CERN is perhaps the most well-known, but certainly not the only example. With the creation of the first EU-funded framework programmes other domains became involved. Larger, transnational forms of co-operation in the social sciences and humanities were created, such as the Norface- and Hera-networks, and research infrastructures in these domains that transcend national boundaries were set-up.  Initially, the emphasis was on the need for cross-national collaboration and on economic impact. But increasingly the success of these forms of collaboration pointed towards the possibility of something decidedly different: the idea of a European research community, a ‘European Research Area’.

European research can be a community on its own terms, with its own identity and institutions
As an element of the complex process of creating a European Research Area, the ERC can be viewed as part of an attempt to show that the European Union can be, and should be, more than an economically motivated, collaborative framework, that European research can be a community on its own terms, with its own identity and institutions that are not derivates of and dependent on national identities and institutions.  

Of course, it is not possible to create a community by sheer will, or just by handing out money. It requires a change in mind-set, of researchers, of administrators, of politicians, and of the public at large. That is extremely hard work, and both the past and the present bear witness to the many challenges that such an endeavour has to face.
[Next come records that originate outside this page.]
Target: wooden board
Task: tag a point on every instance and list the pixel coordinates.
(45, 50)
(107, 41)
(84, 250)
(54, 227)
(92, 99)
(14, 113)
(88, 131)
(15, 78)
One would hope that the success of the ERC contributes to the realisation of this endeavour. For the ERC has a distinct contribution to make here. It strengthens and broadens a European community of researchers by increasing mobility, by allowing talented researchers to build research groups that are internationally composed, and by defining the very idea of excellence in a European context.

The ERC is truly a European project. It builds a community, a consciousness, a web of relations between institutions and individuals
In that sense the ERC is truly a European project. It builds a community, a consciousness, a web of relations between institutions and individuals that is not national, - obviously -, but also more than ‘merely’ supra-national. It is European from the ground up. And that strengthens the concept of ‘being European’, as it applies to individuals, communities and institutions, as a basic identity.

Funding schemes come and go, as do funding organisations. But if the ERC turns out to have contributed to a sense of European identity, then it has made a contribution that goes beyond fostering frontier science, one that is of lasting importance. Whether it will be allowed to do so depends first and foremost on how well it acquits itself of the task that has been set for it. Everyone involved in the ERC is well aware of that. But that is only part of the story, it also depends on the political will of the citizens of Europe to look at themselves in a way that transcends national, ethnic, religious boundaries and that recognises that behind what divides them lies the promise of a united Europe.  
It is my hope that the ERC may continue to contribute to fostering that insight and to strengthening that will.

Adapted from a speech given at the conference “The Printing Revolution” on 19-20/09/2018, part of the ERC funded project 15c Booktrade led by Christina Dondi.